Southwest Airlines tumbled 4.2 percent as it reported that passenger revenue per available mile fell six percent in May from a year ago, due to weaker-than-expected economic growth.
But American Airlines gained 1.2 percent and United Continental rose 1.6 percent, with both stocks rallying from early losses Tuesday and big declines on Monday.
General Motors added 0.8 percent as chief executive Mary Barra rebuffed talk of a potential merger with Fiat Chrysler. Barra confirmed that the company received an overture from Fiat Chrysler chief Sergio Marchionne, but said GM was well positioned for growth as a free-standing company.
Dow member Procter & Gamble rose 1.5 percent following reports that the company was close to deals with various buyers to sell billions of dollars worth of beauty assets.
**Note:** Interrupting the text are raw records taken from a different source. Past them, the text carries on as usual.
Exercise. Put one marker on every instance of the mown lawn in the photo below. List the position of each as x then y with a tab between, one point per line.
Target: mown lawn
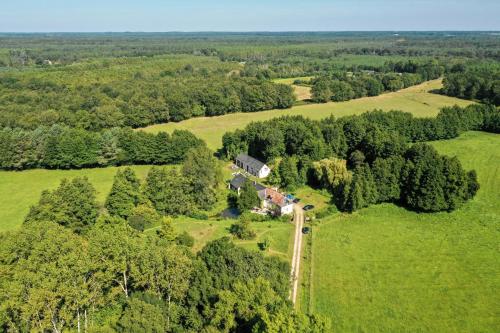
417	100
385	269
279	234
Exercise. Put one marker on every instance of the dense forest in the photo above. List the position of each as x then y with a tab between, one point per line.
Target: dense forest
61	147
369	159
132	92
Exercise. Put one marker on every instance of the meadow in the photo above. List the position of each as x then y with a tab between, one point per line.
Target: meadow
386	269
417	99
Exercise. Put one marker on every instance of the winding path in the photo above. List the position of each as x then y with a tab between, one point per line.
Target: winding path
298	219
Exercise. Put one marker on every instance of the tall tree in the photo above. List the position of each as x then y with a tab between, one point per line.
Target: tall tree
248	198
73	205
124	195
203	171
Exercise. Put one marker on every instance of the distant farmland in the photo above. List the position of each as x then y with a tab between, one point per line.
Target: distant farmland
417	100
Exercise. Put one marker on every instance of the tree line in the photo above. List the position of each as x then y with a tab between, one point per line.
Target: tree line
368	158
474	83
62	147
344	86
79	266
163	92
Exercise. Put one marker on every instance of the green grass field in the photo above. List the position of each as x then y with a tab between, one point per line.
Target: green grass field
385	269
280	234
20	190
416	100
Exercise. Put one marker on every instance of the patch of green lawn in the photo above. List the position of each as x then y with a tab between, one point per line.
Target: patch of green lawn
417	100
280	234
386	269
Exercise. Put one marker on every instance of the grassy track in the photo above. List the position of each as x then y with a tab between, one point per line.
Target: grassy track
416	100
385	269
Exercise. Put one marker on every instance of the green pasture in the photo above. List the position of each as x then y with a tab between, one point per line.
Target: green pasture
386	269
19	190
417	100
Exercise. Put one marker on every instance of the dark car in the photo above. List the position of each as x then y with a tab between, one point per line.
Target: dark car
308	207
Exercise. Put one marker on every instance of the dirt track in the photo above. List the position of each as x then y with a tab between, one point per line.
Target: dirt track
297	247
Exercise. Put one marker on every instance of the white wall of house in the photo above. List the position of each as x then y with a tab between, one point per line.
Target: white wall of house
287	210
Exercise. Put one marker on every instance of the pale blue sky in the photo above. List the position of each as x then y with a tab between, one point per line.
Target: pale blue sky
240	15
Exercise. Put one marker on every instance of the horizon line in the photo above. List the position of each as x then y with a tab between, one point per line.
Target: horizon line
243	31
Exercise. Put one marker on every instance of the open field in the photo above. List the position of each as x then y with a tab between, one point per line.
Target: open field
280	234
417	100
385	269
20	190
291	80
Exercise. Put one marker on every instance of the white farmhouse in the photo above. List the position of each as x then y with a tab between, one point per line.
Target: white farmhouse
275	202
252	166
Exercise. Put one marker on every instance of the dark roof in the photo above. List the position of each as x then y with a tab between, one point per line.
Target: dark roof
239	180
249	160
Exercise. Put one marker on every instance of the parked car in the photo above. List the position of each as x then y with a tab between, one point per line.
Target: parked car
308	207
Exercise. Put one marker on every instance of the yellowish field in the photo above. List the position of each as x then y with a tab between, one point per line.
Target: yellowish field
291	80
417	100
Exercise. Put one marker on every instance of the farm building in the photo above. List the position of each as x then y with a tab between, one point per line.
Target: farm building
276	202
252	166
237	183
271	200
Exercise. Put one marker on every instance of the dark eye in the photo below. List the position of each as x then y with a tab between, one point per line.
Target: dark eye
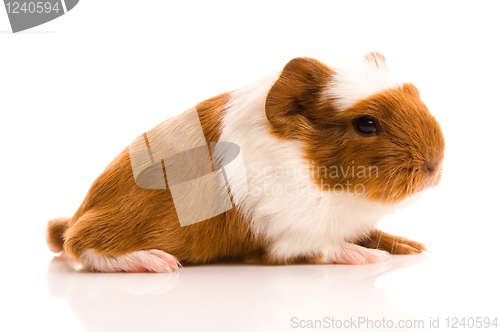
366	125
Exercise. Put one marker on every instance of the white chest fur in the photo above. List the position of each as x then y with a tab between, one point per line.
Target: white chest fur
283	203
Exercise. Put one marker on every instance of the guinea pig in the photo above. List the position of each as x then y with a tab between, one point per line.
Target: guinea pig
297	168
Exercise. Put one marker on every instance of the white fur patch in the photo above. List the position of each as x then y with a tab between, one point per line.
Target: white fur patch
289	209
355	81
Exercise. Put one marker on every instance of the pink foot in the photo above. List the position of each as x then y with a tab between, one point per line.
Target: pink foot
138	261
353	254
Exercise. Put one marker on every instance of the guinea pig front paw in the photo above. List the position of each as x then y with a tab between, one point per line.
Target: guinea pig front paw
353	254
393	244
138	261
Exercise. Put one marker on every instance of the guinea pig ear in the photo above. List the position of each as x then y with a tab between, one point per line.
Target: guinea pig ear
295	94
377	59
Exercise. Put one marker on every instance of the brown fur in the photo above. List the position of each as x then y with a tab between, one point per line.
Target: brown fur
409	135
118	217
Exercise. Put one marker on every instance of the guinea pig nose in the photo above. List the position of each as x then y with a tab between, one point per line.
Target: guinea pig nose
430	167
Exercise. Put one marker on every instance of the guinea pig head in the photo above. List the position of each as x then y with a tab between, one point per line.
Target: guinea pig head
362	132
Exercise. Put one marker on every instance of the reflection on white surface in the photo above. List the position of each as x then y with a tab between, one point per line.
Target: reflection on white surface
226	297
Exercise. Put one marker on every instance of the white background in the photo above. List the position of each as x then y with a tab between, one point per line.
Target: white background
76	91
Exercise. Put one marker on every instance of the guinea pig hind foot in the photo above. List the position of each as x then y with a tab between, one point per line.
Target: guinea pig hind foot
352	254
152	260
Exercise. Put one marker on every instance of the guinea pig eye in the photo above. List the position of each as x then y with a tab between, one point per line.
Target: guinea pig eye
366	125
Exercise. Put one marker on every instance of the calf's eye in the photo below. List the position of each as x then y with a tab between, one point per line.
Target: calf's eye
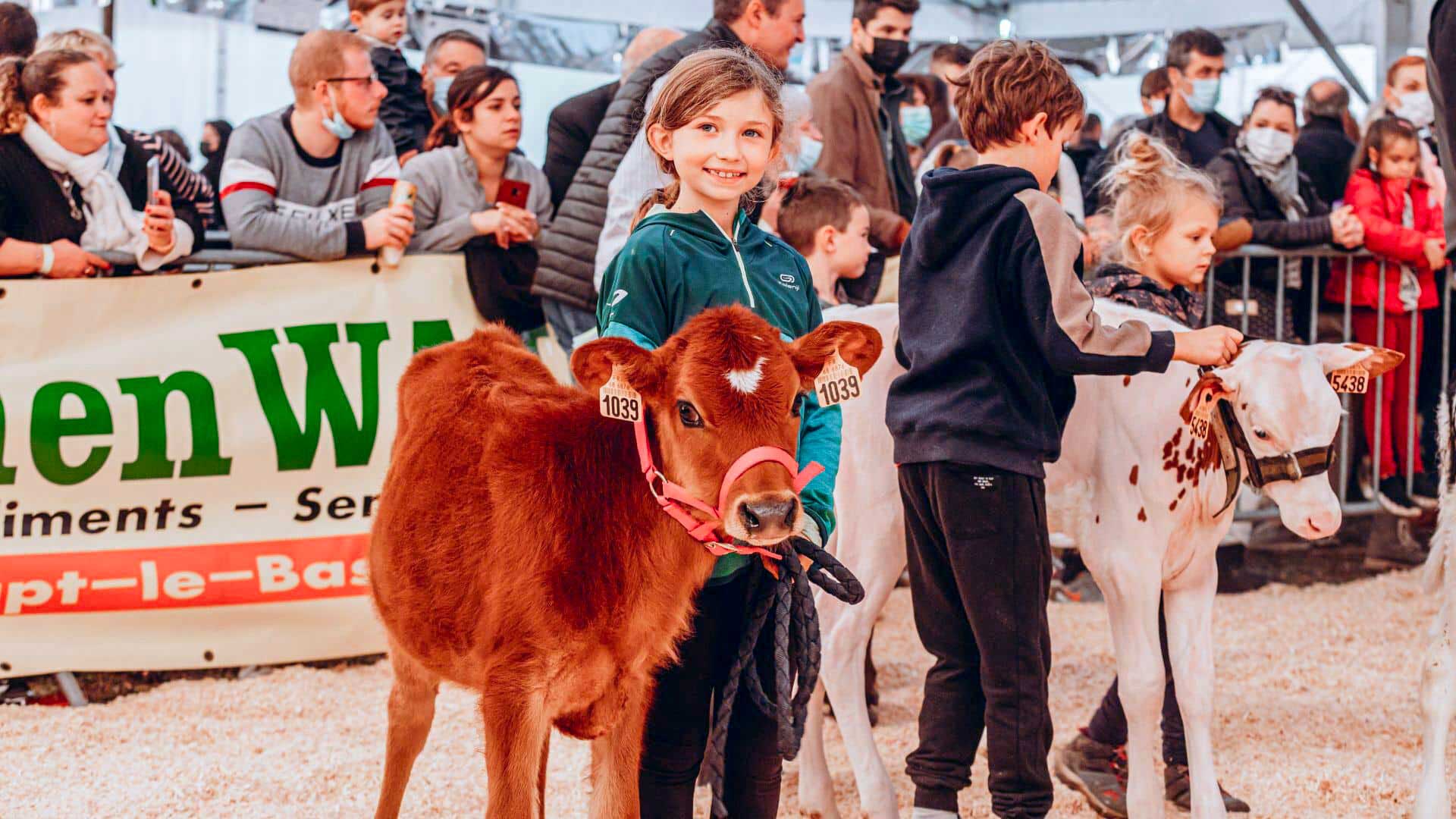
689	416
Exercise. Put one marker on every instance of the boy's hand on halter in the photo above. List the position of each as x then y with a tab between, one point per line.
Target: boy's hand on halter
1207	347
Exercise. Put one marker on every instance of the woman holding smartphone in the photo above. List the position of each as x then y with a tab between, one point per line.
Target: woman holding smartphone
473	183
60	191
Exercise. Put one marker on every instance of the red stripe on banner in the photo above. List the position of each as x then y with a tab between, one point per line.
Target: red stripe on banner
221	575
237	187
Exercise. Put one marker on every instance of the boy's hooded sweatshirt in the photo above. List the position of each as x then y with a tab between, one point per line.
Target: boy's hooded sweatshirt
676	265
993	324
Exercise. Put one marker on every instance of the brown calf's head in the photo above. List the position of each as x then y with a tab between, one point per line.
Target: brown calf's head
723	385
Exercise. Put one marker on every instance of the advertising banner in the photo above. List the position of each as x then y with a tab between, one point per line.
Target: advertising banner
190	464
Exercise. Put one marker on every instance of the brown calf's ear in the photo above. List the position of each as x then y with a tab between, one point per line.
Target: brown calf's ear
1381	360
593	363
1376	360
859	344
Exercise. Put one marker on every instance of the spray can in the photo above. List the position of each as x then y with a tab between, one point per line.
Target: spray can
402	191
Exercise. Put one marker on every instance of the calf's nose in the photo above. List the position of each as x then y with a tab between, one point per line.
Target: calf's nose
767	515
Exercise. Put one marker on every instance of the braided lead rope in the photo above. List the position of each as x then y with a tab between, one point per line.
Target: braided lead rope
795	656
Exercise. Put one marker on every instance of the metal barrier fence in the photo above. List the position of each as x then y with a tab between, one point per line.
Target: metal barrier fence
1313	284
1310	262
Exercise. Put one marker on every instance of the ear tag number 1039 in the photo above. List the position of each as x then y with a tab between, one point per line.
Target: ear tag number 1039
618	398
1351	379
837	382
1203	413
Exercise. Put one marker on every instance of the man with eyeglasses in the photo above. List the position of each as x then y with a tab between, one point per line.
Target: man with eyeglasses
313	180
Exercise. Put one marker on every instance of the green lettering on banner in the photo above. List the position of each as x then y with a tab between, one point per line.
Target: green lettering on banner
324	392
6	472
152	428
49	428
431	333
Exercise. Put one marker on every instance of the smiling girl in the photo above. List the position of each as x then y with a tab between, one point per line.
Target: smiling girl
715	127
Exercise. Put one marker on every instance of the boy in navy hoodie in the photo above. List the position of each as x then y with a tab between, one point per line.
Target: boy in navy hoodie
993	324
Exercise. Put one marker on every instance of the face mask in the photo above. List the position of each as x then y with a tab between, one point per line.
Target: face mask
441	96
337	124
1204	96
1269	146
915	121
889	55
1416	107
810	150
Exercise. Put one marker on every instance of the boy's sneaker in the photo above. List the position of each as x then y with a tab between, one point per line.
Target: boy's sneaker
1097	771
1177	789
1427	490
1392	497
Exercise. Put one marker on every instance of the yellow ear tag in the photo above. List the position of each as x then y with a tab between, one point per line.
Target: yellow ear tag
1203	411
1354	381
619	400
837	382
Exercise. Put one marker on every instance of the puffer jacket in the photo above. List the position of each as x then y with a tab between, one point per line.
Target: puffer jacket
1381	206
568	249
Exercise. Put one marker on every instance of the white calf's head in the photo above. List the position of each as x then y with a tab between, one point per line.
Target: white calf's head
1285	404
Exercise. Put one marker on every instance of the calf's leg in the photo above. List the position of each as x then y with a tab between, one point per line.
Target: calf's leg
1190	651
618	757
874	550
1131	605
411	711
1438	694
516	732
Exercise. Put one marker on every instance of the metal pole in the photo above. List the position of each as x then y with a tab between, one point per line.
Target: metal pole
1329	46
1244	325
1279	300
1379	387
1345	398
1410	409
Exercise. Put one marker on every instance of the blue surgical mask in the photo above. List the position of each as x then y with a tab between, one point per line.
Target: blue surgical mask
337	124
441	96
1204	96
915	121
810	150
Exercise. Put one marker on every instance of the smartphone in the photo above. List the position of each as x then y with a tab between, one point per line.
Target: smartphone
514	193
153	178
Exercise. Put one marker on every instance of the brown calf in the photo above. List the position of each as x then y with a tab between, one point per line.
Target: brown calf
517	550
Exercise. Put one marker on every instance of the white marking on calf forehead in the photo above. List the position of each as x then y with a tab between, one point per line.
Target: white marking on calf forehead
746	381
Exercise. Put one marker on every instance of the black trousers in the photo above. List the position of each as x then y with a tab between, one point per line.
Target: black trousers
981	575
683	708
1110	723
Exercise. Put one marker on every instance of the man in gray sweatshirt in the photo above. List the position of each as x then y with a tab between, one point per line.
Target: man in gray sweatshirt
313	180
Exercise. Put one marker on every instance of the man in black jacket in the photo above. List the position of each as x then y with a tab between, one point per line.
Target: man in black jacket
1324	150
1190	124
568	249
576	121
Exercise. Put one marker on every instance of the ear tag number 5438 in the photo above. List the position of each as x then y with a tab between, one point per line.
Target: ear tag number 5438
837	382
1351	379
618	400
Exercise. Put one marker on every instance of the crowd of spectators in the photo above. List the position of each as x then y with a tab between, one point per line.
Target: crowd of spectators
313	178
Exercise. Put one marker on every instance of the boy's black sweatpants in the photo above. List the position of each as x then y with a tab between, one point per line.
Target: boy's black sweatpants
981	573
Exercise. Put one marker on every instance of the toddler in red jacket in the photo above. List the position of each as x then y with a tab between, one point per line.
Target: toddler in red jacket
1404	237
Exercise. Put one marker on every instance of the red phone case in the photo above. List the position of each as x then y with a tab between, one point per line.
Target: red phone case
514	193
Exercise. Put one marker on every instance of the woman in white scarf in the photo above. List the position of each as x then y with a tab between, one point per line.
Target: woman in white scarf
58	105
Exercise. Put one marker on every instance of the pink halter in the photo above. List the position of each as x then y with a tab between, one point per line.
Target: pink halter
672	496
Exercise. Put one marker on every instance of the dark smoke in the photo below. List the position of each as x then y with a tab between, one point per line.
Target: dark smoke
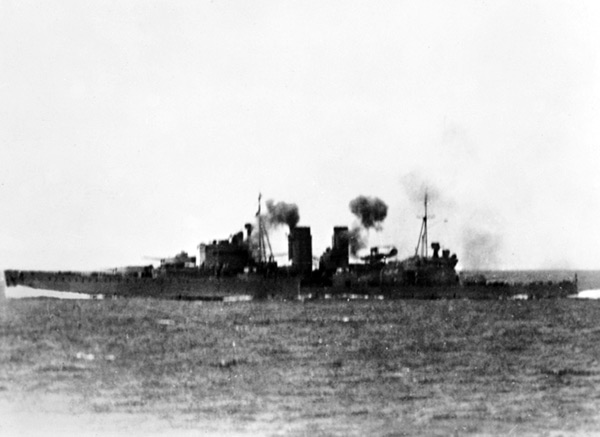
371	211
480	248
282	213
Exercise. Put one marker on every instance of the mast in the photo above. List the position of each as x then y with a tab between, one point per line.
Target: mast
422	242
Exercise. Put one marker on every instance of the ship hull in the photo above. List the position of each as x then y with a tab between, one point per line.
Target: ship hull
184	287
195	287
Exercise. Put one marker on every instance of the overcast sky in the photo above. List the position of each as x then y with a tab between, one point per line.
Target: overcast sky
132	129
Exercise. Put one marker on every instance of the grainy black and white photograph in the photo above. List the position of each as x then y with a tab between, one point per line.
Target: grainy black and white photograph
293	218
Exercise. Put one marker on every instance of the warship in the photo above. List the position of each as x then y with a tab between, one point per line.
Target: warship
243	267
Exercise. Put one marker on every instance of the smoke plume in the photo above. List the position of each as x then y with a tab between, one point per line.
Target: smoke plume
371	211
481	249
356	239
282	213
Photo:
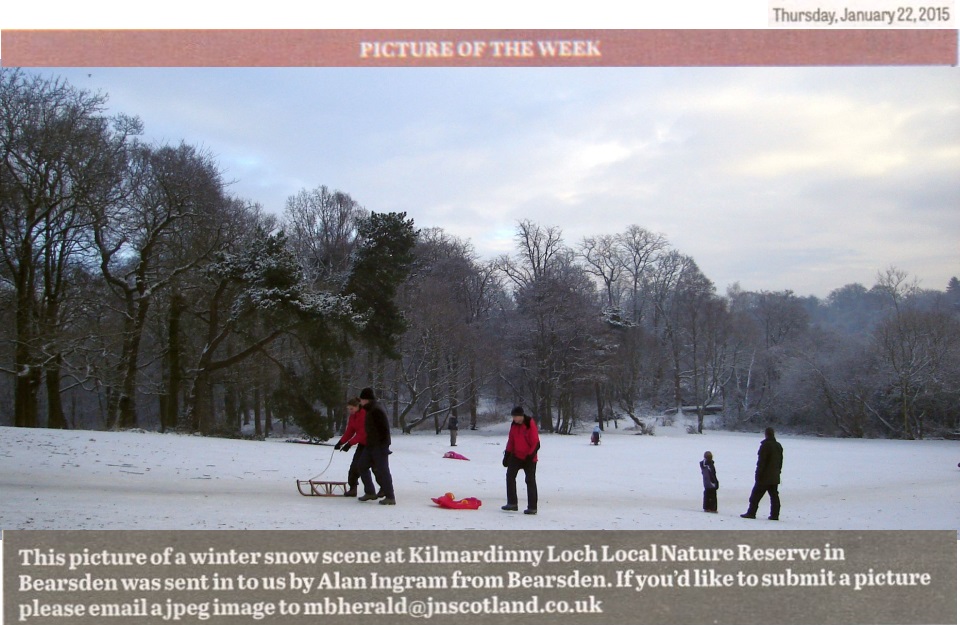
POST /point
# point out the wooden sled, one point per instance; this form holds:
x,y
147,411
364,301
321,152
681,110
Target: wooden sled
x,y
317,488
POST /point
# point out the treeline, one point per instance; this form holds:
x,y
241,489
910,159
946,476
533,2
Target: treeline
x,y
135,291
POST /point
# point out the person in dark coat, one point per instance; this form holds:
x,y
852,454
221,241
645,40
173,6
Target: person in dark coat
x,y
710,482
453,425
523,442
767,477
376,455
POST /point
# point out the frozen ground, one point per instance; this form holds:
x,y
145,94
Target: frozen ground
x,y
137,480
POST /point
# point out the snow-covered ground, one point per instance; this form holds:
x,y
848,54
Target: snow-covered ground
x,y
52,479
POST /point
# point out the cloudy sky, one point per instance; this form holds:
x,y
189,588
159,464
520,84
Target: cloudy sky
x,y
777,178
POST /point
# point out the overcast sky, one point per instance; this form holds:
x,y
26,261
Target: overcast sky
x,y
777,178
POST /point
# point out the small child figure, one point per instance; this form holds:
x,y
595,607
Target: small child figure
x,y
710,482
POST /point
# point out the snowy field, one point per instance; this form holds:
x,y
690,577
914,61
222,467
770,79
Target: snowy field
x,y
53,479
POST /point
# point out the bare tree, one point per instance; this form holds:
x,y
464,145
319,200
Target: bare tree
x,y
61,158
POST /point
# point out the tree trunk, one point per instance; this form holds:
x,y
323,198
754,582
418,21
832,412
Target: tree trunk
x,y
55,415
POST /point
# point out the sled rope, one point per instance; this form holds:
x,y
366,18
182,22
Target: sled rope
x,y
333,451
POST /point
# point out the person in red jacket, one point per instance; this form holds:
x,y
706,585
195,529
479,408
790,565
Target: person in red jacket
x,y
521,453
354,434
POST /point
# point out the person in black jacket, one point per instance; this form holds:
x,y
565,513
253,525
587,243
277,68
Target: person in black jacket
x,y
376,455
710,482
767,477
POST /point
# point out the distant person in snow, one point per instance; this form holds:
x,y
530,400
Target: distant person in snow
x,y
453,426
710,482
523,442
767,477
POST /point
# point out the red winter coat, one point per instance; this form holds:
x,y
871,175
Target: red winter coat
x,y
524,439
356,433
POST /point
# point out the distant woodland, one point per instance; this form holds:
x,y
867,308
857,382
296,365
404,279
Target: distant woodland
x,y
137,292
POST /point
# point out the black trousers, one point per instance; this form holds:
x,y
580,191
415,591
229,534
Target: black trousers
x,y
759,490
514,466
353,473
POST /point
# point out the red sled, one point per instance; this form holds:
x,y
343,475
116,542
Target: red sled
x,y
447,501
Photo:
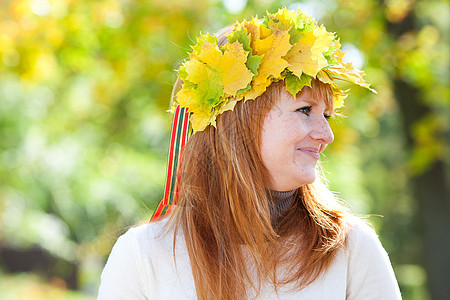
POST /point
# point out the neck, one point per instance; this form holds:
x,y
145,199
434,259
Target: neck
x,y
281,201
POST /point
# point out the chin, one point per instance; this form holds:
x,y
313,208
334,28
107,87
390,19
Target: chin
x,y
307,179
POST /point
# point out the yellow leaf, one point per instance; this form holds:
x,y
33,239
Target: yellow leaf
x,y
230,65
253,30
273,48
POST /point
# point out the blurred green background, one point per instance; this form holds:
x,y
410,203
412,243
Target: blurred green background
x,y
84,86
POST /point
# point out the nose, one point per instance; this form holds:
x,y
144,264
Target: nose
x,y
322,132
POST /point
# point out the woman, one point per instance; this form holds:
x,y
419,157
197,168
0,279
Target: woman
x,y
252,219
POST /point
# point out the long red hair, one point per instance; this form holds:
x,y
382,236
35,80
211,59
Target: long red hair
x,y
223,210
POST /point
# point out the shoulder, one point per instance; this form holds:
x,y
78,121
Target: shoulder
x,y
370,273
128,270
361,235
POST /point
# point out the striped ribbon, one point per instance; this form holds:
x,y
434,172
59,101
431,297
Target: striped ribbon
x,y
178,138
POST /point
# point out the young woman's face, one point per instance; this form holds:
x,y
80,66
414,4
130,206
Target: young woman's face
x,y
294,133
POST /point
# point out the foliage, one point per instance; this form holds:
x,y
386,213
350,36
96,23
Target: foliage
x,y
286,45
83,132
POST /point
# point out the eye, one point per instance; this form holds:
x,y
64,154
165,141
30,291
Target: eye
x,y
305,110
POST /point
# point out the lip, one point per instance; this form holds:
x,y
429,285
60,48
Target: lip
x,y
313,152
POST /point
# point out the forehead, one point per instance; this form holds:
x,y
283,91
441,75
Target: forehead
x,y
312,96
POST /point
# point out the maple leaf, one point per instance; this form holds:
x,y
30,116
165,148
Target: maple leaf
x,y
307,54
252,30
295,84
273,48
241,35
203,38
230,65
285,19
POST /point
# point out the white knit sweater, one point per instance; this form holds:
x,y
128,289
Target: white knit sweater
x,y
141,266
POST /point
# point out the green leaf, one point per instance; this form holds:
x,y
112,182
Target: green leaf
x,y
295,84
241,35
253,63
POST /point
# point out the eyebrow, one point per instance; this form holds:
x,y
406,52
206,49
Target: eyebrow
x,y
310,101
P&G is divesting about 100 brands in an effort to focus on best-selling products.
Netflix bolted 3.2 percent higher on news of a deal with actor Brad Pitt to release his next movie, "War Machine," exclusively on Netflix and in select theaters next year.
Bond prices fell. The yield on the 10-year US Treasury rose to 2.43 percent from 2.38 percent Monday, while the 30-year advanced to 3.16 percent from 3.11 percent. Bond prices and yields move inversely.